Restore Process for Kubernetes

Commvault provides several types of restores for Kubernetes.

Note

If a backup or restore operation is interrupted, Commvault might not have a chance to remove temporary volumesnapshots, volumes, and Commvault worker pods. For simple identification and manual removal, if required, Commvault attaches labels to these resources. For more information, see Restrictions and Known Issues for Kubernetes.
Regarding the recovery of external IP addresses, Commvault does not set hard-coded IP addresses on resources (such as load balancers) to avoid conflicts with existing resources.

Full Application Restores

A Kubernetes full application restore operation includes a few steps.

If the unconditional overwrite setting is enabled for restores, then the existing applications in the destination namespace are deleted.
For each volume that is associated with the applications, in the restore namespace:
1. Create a Persistent Volume Claim with the same provisioned size as the original volume.
2. Create a temporary pod and mount the volume to the temporary pod.
3. Read data from the MediaAgent and write to the persistent volume.
4. After the writes are complete, unmount the volume from the temporary pod and delete the temporary pod.
5. Deploy the application and mount the volume to the associated application.

How Commvault Handles Failures During Backups and Restores

What happens when a failure occurs during a backup or a restore?

By default, Commvault handles failures as follows:

If the backup or restore for an individual application fails, then the Kubernetes access node restarts the application-specific job from the beginning, starting with rescheduling a new Commvault temporary worker pod. Backup data from the previous failed backup is discarded and must be re-transferred.
If a child Kubernetes access node fails, then the operations that it was handling are rescheduled on another access node.
If the coordinator Kubernetes access node fails, then a partial or complete failure status is registered for the job. The job is not restarted.
If the Commvault temporary worker pod fails, then the job is not restarted and is marked as Completed with Errors.

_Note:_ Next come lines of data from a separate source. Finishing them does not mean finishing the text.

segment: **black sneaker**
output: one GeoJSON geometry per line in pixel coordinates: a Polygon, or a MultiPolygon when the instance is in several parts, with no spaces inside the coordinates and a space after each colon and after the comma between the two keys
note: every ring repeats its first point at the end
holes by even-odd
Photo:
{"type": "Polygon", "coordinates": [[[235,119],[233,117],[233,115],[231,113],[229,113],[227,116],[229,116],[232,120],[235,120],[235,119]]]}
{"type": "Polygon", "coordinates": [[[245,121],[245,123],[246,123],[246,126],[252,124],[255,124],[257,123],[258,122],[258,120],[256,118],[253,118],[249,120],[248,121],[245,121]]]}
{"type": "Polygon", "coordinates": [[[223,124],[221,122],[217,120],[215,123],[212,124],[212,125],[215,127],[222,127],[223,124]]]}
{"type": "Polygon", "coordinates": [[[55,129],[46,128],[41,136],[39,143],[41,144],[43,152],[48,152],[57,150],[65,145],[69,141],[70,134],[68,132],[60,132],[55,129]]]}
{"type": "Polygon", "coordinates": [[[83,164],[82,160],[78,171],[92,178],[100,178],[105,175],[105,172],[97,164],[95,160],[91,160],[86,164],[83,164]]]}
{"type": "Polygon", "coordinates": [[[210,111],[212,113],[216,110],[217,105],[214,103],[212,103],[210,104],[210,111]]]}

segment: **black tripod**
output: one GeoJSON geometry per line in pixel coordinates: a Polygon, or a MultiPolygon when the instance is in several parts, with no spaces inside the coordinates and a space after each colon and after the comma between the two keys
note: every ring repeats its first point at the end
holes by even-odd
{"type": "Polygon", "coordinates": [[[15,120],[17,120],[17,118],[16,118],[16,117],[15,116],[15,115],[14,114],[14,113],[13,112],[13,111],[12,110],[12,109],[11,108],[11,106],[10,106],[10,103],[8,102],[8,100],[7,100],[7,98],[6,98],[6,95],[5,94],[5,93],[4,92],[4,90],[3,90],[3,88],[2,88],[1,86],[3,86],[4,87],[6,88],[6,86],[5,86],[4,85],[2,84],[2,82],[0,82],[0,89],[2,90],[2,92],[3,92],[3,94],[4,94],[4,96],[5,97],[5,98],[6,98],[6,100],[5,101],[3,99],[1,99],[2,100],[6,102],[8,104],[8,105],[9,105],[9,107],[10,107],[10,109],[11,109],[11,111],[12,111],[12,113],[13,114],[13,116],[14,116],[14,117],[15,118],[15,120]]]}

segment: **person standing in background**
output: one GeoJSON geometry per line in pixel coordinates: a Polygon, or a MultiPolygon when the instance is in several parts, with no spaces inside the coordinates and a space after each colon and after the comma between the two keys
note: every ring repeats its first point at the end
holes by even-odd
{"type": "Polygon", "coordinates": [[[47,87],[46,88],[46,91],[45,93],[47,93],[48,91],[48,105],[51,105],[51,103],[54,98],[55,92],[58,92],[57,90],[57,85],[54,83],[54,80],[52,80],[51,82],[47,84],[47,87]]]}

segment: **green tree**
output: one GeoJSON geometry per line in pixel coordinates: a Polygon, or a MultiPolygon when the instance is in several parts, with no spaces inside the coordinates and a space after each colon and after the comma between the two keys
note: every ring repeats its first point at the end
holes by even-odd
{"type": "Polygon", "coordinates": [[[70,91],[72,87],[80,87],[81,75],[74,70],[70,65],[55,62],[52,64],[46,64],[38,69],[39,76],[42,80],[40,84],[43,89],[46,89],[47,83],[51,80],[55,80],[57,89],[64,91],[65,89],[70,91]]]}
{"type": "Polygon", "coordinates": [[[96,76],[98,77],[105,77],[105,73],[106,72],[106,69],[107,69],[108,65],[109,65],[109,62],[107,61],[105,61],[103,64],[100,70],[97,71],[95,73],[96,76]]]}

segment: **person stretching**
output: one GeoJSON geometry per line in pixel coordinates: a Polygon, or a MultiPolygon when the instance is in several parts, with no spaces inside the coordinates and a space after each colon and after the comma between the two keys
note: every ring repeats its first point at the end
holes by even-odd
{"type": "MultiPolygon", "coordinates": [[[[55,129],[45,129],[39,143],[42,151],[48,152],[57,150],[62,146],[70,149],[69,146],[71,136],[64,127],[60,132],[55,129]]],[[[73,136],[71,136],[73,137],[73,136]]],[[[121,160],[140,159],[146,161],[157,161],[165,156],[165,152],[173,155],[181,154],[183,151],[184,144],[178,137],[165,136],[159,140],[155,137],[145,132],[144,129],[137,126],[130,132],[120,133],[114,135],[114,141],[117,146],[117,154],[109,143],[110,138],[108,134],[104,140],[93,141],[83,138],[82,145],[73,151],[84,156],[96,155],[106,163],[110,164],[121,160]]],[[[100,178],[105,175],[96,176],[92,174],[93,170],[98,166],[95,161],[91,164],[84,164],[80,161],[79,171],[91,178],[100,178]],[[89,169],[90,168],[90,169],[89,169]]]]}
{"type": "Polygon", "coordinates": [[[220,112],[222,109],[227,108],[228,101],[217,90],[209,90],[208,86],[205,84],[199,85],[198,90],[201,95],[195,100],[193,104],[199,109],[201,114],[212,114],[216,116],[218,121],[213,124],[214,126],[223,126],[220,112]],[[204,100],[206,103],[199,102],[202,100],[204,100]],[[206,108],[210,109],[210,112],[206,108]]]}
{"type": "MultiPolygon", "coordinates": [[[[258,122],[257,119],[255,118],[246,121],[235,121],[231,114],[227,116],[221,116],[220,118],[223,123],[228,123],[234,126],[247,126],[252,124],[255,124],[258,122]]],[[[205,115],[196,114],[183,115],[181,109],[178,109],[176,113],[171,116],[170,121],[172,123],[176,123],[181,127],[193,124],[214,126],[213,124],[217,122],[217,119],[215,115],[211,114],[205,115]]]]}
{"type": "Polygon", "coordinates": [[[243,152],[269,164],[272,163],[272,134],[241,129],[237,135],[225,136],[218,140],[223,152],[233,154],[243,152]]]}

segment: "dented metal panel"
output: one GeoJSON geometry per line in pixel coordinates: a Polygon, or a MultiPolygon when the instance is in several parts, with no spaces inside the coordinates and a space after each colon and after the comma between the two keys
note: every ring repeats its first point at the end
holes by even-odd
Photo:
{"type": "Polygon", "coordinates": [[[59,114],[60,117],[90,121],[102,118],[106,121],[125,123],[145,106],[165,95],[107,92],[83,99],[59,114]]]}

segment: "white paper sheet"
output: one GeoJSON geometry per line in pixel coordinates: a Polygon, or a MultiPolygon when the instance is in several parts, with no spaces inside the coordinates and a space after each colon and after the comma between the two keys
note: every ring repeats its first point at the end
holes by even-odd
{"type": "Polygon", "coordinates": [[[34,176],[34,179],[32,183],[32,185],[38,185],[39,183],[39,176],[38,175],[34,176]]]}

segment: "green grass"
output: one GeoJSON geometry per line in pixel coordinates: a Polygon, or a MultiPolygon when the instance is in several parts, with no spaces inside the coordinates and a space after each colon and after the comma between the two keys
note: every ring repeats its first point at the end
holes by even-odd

For more information about job restarts, see Job Status and Control for Virtual Machines. This page contains information for the Virtual Server Agent, which is the agent that the Commvault software uses to manage Kubernetes jobs.

How many times, and how frequently, does Commvault try to restart a failed job?

By default, restarts are enabled for all job types. For backup jobs, the default number of restarts is 10. For restore jobs, the default number of restarts is 144. For both backup and restore jobs, the default restart interval is 20 minutes.

If resources are created for failed attempts to run the job, are those resources cleaned up?

If a Kubernetes backup or restore operation is interrupted, the Commvault access node might not have an opportunity to remove temporary VolumeSnapshots, volumes, and Commvault temporary worker pods.

For a workaround and other information, see "Cleanup of Temporary Resources" in Restrictions and Known Issues for Kubernetes.

What happens when the storage snapshotter pod fails during a backup job?

If the Container Storage Interface (CSI) components (specifically, the external snapshotter pod) fail, the following occur:

Commvault attempts to issue snap commands fail.
The failures are reported by the kube-apiserver as failures of Commvault attempts to snap.
Commvault fails the backup for that container.
Commvault tries to restart the application snapshot job 5 times, with the following results:
- If snapshots are already created, the backup proceeds. However, the cleanup of Commvault-created PVCs/snapshots might fail. For more information, see "Cleanup of Temporary Resources" in Restrictions and Known Issues for Kubernetes.
- If snapshots are not created yet, the backup job fails, and Commvault does not attempt to restart the job.

Commvault recommends putting observability and health checks on your CSI controllers, including the external snapshot controller, to ensure that your cluster is always in a state in which backups and restores can be performed.